Miroğlu'nun X hesabı üzerinden yaptığı şu ifadelere yer verildi.
"Umarım Kıbrıs seçimleri gerçek ve algı olanı Türkiye'de de birbirinden ayırmak için bir vesile olur. Kıbrıs için hayati önemdeydi bu seçim. Sonuçları şüphesiz çok konuşulacak ve çok tartışılacaktır. Tabi ki aynı şey değil. Ama Çözüm süreci için kullanılan legal bilgi kanalları ve yöntemler, Kıbrıs'ta olduğu gibi, gerçeklik yönünde işlemiyor ve sahanın nabzını ölçme faaliyeti maalesef imtiyazlı bazı kamuoyu şirketlerinin insafına bırakılmış durumda!
Öyle şeyler söyleniyor ki, akıl erdiremiyor insan: Bu adamlar kamuoyu araştırması adı altında, şehrin vekili, siyasetçisi, belediye başkanı hakkında da söz ve kanaat sahibi! Anlayacağınız roller ve görevler birbirine iyice karışmış durumda ve bu da siyaset kurumunu, siyasi aktörü bir çeşit 'sair efrad' konumuna düşürebiliyor!

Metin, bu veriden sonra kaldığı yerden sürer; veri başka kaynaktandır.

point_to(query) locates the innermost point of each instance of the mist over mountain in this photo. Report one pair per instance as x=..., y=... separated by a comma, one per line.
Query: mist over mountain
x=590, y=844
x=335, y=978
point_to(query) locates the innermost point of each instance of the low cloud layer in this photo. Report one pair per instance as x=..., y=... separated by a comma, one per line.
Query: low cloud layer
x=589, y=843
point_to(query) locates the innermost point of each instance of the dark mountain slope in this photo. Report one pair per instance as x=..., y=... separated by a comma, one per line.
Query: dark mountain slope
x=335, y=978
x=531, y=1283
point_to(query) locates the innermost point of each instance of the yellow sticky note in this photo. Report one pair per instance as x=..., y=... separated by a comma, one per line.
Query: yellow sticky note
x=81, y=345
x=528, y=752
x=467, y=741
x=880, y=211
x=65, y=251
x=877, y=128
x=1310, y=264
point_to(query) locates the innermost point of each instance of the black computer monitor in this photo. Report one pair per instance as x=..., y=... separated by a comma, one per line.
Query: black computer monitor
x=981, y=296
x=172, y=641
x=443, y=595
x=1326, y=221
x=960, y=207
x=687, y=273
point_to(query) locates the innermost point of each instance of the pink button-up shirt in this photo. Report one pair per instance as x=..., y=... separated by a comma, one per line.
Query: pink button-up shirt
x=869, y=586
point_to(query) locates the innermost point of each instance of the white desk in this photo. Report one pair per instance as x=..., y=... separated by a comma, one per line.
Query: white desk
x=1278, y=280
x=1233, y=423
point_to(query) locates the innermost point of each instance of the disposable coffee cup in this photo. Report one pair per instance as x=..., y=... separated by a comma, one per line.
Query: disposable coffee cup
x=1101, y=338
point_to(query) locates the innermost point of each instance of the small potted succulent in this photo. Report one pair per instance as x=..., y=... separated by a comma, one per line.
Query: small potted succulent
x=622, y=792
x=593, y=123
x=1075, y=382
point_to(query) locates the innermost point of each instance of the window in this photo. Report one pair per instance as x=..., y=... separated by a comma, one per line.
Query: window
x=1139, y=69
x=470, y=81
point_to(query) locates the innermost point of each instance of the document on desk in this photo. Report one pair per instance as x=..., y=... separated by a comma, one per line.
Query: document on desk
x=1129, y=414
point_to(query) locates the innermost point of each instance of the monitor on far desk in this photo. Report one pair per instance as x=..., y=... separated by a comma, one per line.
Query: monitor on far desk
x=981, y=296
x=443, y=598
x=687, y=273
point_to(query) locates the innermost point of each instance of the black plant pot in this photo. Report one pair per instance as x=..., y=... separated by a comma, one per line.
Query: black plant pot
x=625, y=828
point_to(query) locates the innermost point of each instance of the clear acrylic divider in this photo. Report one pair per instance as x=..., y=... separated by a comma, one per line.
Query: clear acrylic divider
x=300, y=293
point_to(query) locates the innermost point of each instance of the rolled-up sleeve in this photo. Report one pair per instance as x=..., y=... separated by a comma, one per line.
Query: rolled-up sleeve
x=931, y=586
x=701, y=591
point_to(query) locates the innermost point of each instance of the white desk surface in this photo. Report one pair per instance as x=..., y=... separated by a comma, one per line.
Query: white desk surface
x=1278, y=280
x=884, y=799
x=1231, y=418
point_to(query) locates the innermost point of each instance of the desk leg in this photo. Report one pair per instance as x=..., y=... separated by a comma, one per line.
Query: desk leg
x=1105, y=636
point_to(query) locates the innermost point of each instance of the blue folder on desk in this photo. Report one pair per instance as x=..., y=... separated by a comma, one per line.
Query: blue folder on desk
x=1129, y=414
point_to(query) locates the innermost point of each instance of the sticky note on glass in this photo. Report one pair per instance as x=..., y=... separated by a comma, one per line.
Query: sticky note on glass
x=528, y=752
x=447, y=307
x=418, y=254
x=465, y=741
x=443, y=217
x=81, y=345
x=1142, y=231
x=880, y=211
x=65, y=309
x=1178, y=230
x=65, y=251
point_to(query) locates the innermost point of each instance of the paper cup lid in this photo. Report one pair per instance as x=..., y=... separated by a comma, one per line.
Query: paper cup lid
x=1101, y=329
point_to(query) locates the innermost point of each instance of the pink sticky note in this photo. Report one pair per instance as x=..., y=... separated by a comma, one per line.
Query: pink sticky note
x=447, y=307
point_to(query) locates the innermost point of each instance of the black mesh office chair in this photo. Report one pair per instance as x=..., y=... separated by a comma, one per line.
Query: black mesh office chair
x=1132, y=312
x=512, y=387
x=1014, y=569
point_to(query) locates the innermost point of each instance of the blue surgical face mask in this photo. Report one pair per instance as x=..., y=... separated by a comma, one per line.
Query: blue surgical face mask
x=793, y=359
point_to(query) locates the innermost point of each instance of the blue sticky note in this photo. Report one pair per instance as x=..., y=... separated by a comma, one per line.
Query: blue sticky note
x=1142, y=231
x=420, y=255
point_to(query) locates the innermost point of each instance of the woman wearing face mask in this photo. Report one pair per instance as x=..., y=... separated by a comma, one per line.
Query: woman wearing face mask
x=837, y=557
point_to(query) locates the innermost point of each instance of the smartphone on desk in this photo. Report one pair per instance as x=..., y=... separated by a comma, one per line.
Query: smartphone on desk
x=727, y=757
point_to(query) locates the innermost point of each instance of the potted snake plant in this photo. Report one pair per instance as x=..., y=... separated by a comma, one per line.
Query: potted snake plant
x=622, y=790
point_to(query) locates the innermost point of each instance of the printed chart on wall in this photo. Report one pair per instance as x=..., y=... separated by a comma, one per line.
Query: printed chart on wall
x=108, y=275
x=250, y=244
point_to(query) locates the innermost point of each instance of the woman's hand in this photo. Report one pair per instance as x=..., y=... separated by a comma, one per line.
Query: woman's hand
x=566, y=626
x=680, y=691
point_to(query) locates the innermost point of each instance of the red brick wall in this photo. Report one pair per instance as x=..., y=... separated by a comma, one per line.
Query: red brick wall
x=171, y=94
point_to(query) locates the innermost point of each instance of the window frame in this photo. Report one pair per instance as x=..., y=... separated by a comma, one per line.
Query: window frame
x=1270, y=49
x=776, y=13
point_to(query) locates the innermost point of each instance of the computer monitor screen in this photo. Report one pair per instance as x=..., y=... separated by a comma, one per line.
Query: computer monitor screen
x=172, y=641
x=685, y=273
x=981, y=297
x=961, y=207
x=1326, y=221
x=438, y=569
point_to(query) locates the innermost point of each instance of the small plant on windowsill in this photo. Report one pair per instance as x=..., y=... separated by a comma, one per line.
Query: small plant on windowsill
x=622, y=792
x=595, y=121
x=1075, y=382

Kıbrıs'ta da az çok benzer bir durum yaşandı ve özetlediğim anlayış ve uygulamalar seçim sonuçlarında belirleyici oldu. İktidarla çalışan bazı kamuoyu şirketleri Tatar, % 62, Erhürman %32 alır diyorlardı tam tersi çıktı!
Sorun şu ki, AK Parti'ye ve muhtemelen başka partilere de sayısız iş yapan bu şirketlerin ve sahiplerinin çözüm süreci için yaptıkları araştırmalara baştan inanılmış ve siyaset kurumunun hala o araştırma sonuçlarına göre hareket ediyor olmasıdır. Başta Diyarbakır olmak üzere bu insanları festivallerde bile halkla buluşturmanın ve gerçeklikten uzak bir takım fikirleri tedavüle sokmanın halkı ve parti teşkilatlarını yormaktan başka bir işe yaramadığı görülmezse, ilk genel seçimde, Kıbrıs seçimlerinde uğranılan hayal kırıklığını yaşamak sürpriz olmaz!
Kürt ve Türk kamuoyu eğilimleri konusunda bu şirketlerin hazırladığı raporların, mensuplarının aktif siyaset kurumunun desteğiyle, birer siyasi aktör gibi davranarak Erbil'den Diyarbakır'a , İstanbul'a kadar uzanan faaliyetlerinin yanlış algıları güçlendirmekten başka bir işe yaramadığını TBMM ve Diyarbakır özelinde son yaşananlar yeteri kadar göstermiş olmalıdır. Hele de Suriye'de hükümeti askeri harekata ikna etmek için, Neo- İttihatçılarla el ele kol kola, "Kürt anasını görmesin" mecrasında harcadıkları gayreti, unutmak hiç mümkün değildir!"